When passing arrays to procedures, what is best in terms of (1) speed and (2) memory, assumed-shape or explicit shape? A similar question was asked some time ago in this forum but not in these terms: Passing size as argument VS assuming shape in Fortran procedures
I provide a simple program to show what I mean
! Compile with
! ifort /O3 main.f90 -o run_win.exe
module mymod
USE iso_Fortran_env, ONLY: dp => real64
implicit none
private
public :: dp, sub_trace, sub_trace_es
contains
subroutine sub_trace(mat,trace)
! Assumed shape
implicit none
real(dp), intent(in) :: mat(:,:)
real(dp), intent(out) :: trace
real(dp) :: V(size(mat,dim=1))
integer :: i,N
if (size(mat,dim=1) /= size(mat,dim=2)) then
error stop "Input matrix is not square!"
endif
N = size(mat,dim=1)
do i=1,N
V(i) = mat(i,i)
enddo
trace = sum(V)
end subroutine sub_trace
subroutine sub_trace_es(n,mat,trace)
! Passing array explicit shape
implicit none
integer, intent(in) :: n
real(dp), intent(in) :: mat(n,n)
real(dp), intent(out) :: trace
real(dp) :: V(n)
integer :: i
do i=1,n
V(i) = mat(i,i)
enddo
trace = sum(V)
end subroutine sub_trace_es
end module mymod
program main
use mymod, only: dp, sub_trace,sub_trace_es
implicit none
integer, parameter :: nn=2
real(dp) :: mat(nn,nn)
real(dp), allocatable :: mat4(:,:)
real(dp) :: trace1,trace2,trace3,trace4
write(*,*) "Passing arrays to subroutines:"
write(*,*) "Assumed-shape vs explicit shape"
mat(1,:) = [2_dp,3_dp]
mat(2,:) = [4_dp,5_dp]
call sub_trace(mat,trace1)
write(*,*) "trace1 = ", trace1
call sub_trace_es(nn,mat,trace2)
write(*,*) "trace2 = ", trace2
! First example offered by francescalus:
call sub_trace_es(2,real([1,2,3,4,5,6,7,8,9],dp), trace3)
write(*,*) "trace3 = ", trace3
! Second example
mat4 = reshape(real([1,2,3,4,5,6,7,8,9],dp),[3,3])
call sub_trace(mat4, trace4)
write(*,*) "trace4 = ", trace4
pause
end program
With assumed shape you can achieve passing non-contiguous arrays or their without temporary copies. The receiving subroutine knows where the individual parts are in memory and can jump between them thanks to the dope vector in the array descriptor. That means that you avoid a temporary copy, but the iteration through the array is more complicated and may be slower.
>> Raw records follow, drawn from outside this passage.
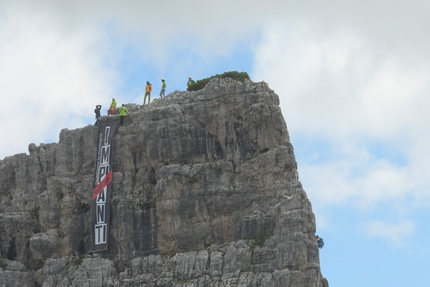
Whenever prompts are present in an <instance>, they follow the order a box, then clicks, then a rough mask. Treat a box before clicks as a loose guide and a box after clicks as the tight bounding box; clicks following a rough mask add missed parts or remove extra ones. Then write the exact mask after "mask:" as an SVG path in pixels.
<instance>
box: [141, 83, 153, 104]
mask: <svg viewBox="0 0 430 287" xmlns="http://www.w3.org/2000/svg"><path fill="white" fill-rule="evenodd" d="M151 92H152V85H151V83H150V82H149V81H146V88H145V97H144V98H143V104H145V103H146V96H148V104H149V103H150V102H151Z"/></svg>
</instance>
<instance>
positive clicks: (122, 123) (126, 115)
mask: <svg viewBox="0 0 430 287" xmlns="http://www.w3.org/2000/svg"><path fill="white" fill-rule="evenodd" d="M119 115H120V117H121V125H123V124H124V118H125V116H127V115H128V110H127V108H126V107H125V105H124V104H122V106H121V107H120V108H119Z"/></svg>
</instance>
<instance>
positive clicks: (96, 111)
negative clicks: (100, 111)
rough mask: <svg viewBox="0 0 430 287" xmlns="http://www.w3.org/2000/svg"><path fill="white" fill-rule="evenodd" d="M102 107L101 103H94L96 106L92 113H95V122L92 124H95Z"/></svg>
mask: <svg viewBox="0 0 430 287" xmlns="http://www.w3.org/2000/svg"><path fill="white" fill-rule="evenodd" d="M101 108H102V105H96V108H95V109H94V113H95V114H96V123H95V124H94V125H97V123H98V122H99V118H100V110H101Z"/></svg>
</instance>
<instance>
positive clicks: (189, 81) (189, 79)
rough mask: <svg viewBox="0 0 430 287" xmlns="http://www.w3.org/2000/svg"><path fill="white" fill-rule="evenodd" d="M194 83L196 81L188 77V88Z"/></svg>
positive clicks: (189, 77)
mask: <svg viewBox="0 0 430 287" xmlns="http://www.w3.org/2000/svg"><path fill="white" fill-rule="evenodd" d="M195 83H196V81H194V80H193V79H191V77H188V82H187V86H188V90H190V87H191V85H193V84H195Z"/></svg>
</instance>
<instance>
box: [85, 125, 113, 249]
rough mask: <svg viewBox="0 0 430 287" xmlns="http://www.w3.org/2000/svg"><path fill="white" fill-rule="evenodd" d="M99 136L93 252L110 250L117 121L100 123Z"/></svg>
mask: <svg viewBox="0 0 430 287" xmlns="http://www.w3.org/2000/svg"><path fill="white" fill-rule="evenodd" d="M98 124H99V136H98V140H97V142H98V146H97V157H96V169H95V173H94V187H93V191H92V196H91V198H92V225H91V226H92V232H91V233H92V247H93V248H92V250H93V251H103V250H107V249H108V239H109V207H110V193H111V191H112V163H113V137H114V135H115V130H116V125H117V121H99V123H98Z"/></svg>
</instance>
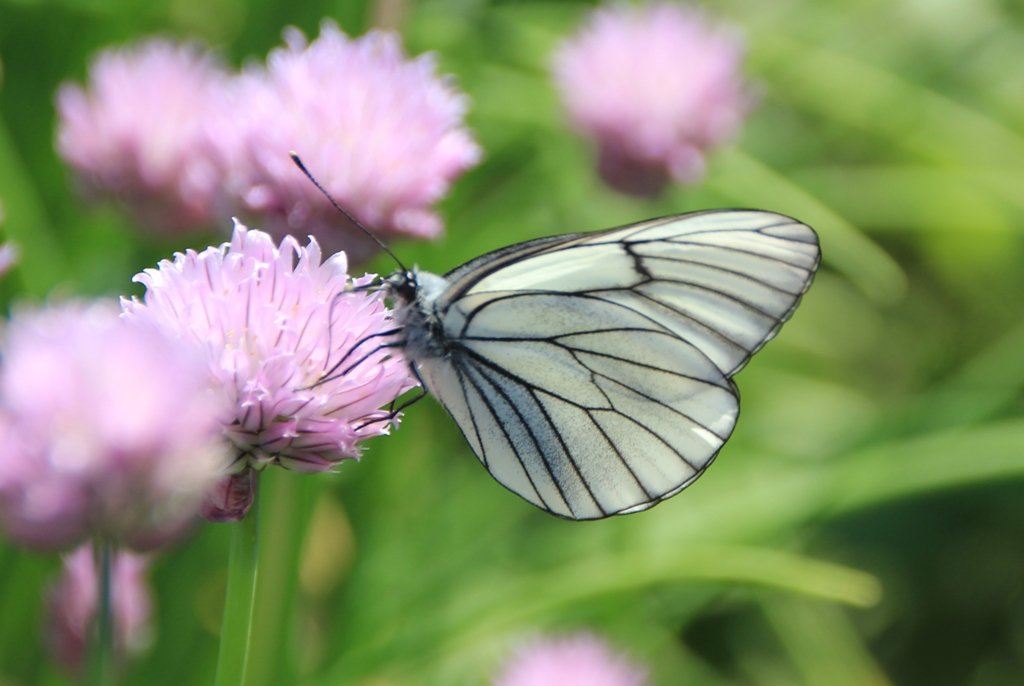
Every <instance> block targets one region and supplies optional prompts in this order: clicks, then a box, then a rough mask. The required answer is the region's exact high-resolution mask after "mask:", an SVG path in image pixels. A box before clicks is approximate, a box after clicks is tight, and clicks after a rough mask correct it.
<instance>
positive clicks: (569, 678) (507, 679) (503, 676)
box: [492, 634, 648, 686]
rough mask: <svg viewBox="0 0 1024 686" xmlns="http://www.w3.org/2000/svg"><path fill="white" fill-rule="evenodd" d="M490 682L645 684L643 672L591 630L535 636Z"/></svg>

If an assumed shape array has the contiguous
attribute, the compiler can generate simpler and faster code, but if the actual argument is not contiguous, a temporary copy must be made.
For explicit-size arrays, the dummy argument is always contiguous. However, a temporary copy will be necessary if the actual argument is not contiguous.
With assumed shape arrays you get the benefit of better argument checking by the compiler during the compilation, because the explicit interface is always available. Some checking will be possible even for explicit-size arrays if the explicit interface is available and sometimes even when it is not, but the possibilities are more limited.
One reason for that is that thanks or due to the storage association rules it is possible to pass an array with a different rank and with a total size (number of elements) larger (or equal) to the size declared in the shape of the dummy argument of the explicit size array.
For an assumed shape the shape is passed automatically with the array descriptor. Therefore passing a smaller or larger than a declared size is a concept that does not exist for them, they simply work differently.
In many ways these types of array dummy arguments are just way too different and differ in what you can do with them. It is not just one or the other because of speed. They strongly differ in the way they are used. For explicit size arrays you have to provide the size somehow.
This differences can be illustrated by the examples offered by francescalus:
call sub_trace_es(2, real([1,2,3,4,5,6,7,8,9], dp), trace)
this asks for a trace of a 2x2 array. The argument being passed is a 1D array containing 9 elements. However, only the first four will be considered. The matrix the subroutine will look at is
1 3
2 4
(column-major order) and the trace will be 5.
For
call subtrace( reshape(real([1,2,3,4,5,6,7,8,9], dp), [3,3]), trace)
the same 9-element numeric sequence is reshaped into a 3x3 array. Hence the matrix the subroutine will look at is
1 4 7
2 5 8
3 6 9
and the trace will be 15.
I personally use assumed shape with the explicit contiguous
attribute in several places of my production code for supercomputers where large arrays are passed around. However, be careful to enable warnings about temporary copies, it is easy to forget this in one location and than you spoil everything by unnecessary temporaries.
In most parts of my code, that are not so performance-critical, I just use assumed shape without further attributes.